NEDEN BAŞKA BİKEV’LER OLAMADI
Aslinda Balikesir‘de köy kızlarına bir donem yatılı Eğitim hizmeti sunmus olan güzel bir örnek var: BİKEV…
Bigadiç Kültür ve Eğitim Vakfı (BİKEV) 30 yıldır bu hizmeti veriyor ama vakfin yatili kız ogrenci yurdu, ogrenci azlığı ve başka sebeplerle 2017 yılında kapandı. Şimdi kreş olarak hizmet veriyor.
Nedense gecen zaman içerisinde başka BİKEV’ler olamadı.
BİKEV’in temelleri 30 yıl önce Ayvalık’ta atıldı. Yazar Şükran Kurdakul, dönemin Bigadiç Belediye Başkanı Sedat Ulus ile yaptığı görüşmede vakıf kurmak istediğini açıkladı. Bigadiçli hayırseverlerin de katkısı ile 1995 yılında BİKEV Kuruldu. Vakıf Bigadiç köylerindeki yoksul ailelerin kızlarını okutmayı görev edindi. Kurulduğu günden 2017 yılına kadar yüzlerce kız çocuğunu eğitimle buluşturdu, meslek sahibi olmalarına katkı sağladı. Eğitim İmecesiyle kurulan BİKEV geçtiğimiz Nisan ayında günü 10’uncu olağan genel kurulunu Bigadiç Müzesi ve Kültür Evi’nde gerçekleştirdi. BİKEV’e yeni üyeler kaydedildi Yapılan seçimde, BİKEV yönetim kuruluna, Sedat Ulus, Sezai Sillelioğlu, İbrahim Akyüz, Umut Baykal, Hakkı Kurtuluş Demir, Sevcan Aslantaş, denetim kuruluna, İbrahim Koç, Tuba Kuzu, Özkan Kızılcan seçildi.
* BİKEV ile ilgili ayrıntıları merak edenler, yine politikam.com da Hilmi Duyar imzası ile yayınlanan Sedat Ulus ile yapılmış söyleşiye bakabilirler.

 

BAŞKA BİR BİKEV DAHA VAR
Balikesir’deki BİKEV’in (Bigadiç Egitim ve Kültür Vakfı) isim benzeri olan Birikim Eğitim Vakfı (BİKEV) var ve Birikim Okulları… Kadroları daha çok sağın muhafazar kesiminden.
Birikim Okulları, Balikesir’in BİKEV’inden sadece 1 yil sonra kurulmuş ve bugün 17 Kampüsü var. Kendi alanında ilginç bir çalışma. Bu alandaki büyük başarılardan sadece biri.
Okulun resmi sitesinde şu bilgiler yer alıyor:
1996 yılında bir grup gönüllü girişimci tarafından kuruldu. Aynı yıl bir ilköğretim okulu ve bir dersane ile eğitim-öğretim hayatına başladı. Bugün 17 Kampüsü ile eğitim öğretim alanında hizmet vermektedir. Anaokulundan üniversiteye kadar tüm sınıf seviyelerinde ortaya koyduğu özgün eğitim felsefesi, deneyimli öğretmen kadrosu ve pedagojik donatı alanlarıyla çocuklarımıza yaşam alanı sunuyoruz.

 

KENDİLERİNİ ŞÖYLE TANIMLIYORLAR:
Varlığa, bilgiye ve değerlere kendi medeniyetinin penceresinden bakmanın bilinci ile temel değeri insan olan ve hikmeti kuşanmış nesiller yetiştiren, medeniyet mimarlarıyız.

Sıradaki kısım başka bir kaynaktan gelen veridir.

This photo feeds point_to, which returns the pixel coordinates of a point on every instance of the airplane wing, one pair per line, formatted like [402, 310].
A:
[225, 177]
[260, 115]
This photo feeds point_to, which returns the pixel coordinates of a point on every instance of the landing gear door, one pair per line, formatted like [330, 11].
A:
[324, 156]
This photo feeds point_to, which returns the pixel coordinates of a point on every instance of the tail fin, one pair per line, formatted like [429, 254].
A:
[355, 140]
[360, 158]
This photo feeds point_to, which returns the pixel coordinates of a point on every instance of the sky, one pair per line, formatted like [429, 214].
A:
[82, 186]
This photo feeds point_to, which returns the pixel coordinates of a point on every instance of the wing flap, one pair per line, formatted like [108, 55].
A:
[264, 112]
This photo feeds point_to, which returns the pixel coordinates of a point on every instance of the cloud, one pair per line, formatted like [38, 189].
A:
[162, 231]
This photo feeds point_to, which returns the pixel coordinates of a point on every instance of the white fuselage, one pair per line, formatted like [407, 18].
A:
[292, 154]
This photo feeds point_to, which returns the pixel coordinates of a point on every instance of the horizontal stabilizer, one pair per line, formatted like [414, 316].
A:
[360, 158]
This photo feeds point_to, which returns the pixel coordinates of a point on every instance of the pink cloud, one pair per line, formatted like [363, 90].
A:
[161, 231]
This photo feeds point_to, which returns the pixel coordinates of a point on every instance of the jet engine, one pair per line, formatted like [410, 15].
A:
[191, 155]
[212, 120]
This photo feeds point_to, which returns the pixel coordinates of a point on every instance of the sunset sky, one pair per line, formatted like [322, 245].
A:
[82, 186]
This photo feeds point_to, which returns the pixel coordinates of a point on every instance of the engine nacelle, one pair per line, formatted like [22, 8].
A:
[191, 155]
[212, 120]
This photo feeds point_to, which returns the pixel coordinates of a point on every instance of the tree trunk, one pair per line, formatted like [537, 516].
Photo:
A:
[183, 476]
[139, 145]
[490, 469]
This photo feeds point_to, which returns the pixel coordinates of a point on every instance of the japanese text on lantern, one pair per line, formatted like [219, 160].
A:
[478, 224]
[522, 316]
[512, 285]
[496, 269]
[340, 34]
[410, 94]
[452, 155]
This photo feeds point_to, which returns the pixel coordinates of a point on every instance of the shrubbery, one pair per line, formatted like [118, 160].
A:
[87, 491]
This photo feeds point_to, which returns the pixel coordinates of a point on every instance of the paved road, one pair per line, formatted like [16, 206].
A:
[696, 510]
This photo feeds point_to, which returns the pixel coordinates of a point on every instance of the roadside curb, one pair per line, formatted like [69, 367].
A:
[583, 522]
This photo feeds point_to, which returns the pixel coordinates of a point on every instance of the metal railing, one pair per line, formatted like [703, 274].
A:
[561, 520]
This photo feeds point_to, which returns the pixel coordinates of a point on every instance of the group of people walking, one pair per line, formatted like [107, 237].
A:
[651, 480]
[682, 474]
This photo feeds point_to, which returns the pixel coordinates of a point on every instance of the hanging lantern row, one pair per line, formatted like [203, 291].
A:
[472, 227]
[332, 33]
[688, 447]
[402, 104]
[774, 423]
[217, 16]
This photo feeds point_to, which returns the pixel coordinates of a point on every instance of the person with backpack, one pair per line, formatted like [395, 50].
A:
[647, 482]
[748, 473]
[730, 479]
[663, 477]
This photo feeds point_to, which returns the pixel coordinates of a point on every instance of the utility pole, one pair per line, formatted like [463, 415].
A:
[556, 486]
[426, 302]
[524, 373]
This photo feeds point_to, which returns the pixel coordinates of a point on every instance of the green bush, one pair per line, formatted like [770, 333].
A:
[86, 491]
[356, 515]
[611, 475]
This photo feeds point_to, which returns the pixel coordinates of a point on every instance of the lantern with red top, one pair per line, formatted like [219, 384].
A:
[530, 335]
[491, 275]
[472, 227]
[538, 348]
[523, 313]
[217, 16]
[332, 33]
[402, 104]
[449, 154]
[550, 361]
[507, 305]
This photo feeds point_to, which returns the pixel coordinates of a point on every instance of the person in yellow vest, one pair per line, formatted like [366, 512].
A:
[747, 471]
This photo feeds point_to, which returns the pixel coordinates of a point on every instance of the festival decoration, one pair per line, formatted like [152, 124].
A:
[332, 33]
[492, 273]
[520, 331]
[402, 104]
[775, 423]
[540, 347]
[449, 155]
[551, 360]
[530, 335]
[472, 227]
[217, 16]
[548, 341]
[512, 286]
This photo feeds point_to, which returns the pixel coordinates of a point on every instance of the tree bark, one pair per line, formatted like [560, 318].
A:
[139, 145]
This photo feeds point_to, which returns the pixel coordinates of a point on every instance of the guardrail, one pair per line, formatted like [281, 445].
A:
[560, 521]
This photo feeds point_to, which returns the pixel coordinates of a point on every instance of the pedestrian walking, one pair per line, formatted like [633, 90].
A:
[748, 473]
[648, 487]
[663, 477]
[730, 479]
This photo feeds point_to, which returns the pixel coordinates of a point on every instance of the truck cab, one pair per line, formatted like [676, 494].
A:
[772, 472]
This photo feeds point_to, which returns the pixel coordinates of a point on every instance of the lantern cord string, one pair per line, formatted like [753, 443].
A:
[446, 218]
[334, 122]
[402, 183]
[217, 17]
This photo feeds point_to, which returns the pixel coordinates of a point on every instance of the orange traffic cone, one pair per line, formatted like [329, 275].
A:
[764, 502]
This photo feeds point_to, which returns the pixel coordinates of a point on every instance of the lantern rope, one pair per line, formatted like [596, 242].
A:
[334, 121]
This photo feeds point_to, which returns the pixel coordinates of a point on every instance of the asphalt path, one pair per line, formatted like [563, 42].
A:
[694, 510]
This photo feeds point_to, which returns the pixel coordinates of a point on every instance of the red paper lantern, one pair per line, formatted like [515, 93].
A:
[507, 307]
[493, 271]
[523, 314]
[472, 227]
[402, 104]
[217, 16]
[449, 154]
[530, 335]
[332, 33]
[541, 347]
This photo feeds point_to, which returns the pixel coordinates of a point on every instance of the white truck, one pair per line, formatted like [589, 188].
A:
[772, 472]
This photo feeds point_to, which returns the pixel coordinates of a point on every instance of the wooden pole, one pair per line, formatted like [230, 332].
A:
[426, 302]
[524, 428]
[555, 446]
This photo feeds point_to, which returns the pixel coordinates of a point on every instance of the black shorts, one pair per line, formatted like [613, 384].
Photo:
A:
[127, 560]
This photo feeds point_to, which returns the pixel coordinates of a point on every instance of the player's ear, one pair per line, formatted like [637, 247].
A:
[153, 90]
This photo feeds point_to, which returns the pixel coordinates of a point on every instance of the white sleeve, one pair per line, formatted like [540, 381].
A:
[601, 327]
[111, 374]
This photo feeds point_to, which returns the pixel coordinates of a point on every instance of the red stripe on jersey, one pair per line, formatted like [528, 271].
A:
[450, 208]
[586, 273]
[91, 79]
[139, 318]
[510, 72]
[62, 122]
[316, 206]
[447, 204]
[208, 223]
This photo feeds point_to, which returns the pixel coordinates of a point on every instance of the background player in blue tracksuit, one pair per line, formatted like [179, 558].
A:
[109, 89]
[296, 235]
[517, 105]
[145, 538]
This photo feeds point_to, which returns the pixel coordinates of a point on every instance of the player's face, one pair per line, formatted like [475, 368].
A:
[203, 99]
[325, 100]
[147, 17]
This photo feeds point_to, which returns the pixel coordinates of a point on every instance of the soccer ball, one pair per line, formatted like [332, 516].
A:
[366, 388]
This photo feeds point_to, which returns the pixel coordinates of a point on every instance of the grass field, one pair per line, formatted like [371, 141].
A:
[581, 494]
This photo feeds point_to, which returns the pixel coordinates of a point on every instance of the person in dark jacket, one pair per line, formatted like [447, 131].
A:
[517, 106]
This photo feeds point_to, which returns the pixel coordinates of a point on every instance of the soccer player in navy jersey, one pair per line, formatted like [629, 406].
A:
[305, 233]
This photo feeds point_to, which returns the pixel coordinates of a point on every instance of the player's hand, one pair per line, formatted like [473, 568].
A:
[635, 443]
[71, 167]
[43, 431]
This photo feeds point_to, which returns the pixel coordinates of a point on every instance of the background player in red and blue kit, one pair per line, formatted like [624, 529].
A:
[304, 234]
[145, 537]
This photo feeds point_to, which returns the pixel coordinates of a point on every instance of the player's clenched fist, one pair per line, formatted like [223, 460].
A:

Ufkumuz: Kültür ve medeniyetimizden beslenerek, ihtiyaç duyduğu anda özgün kültür ve medeniyet unsurlarını üretebilen ve umrana ulaşmayı gaye edinmiş bilge insanları, tüm ihtiyaçları giderilmiş eğitim ortamlarında yetiştirmiş olma, hayat boyu eğitim etkisi sağlama.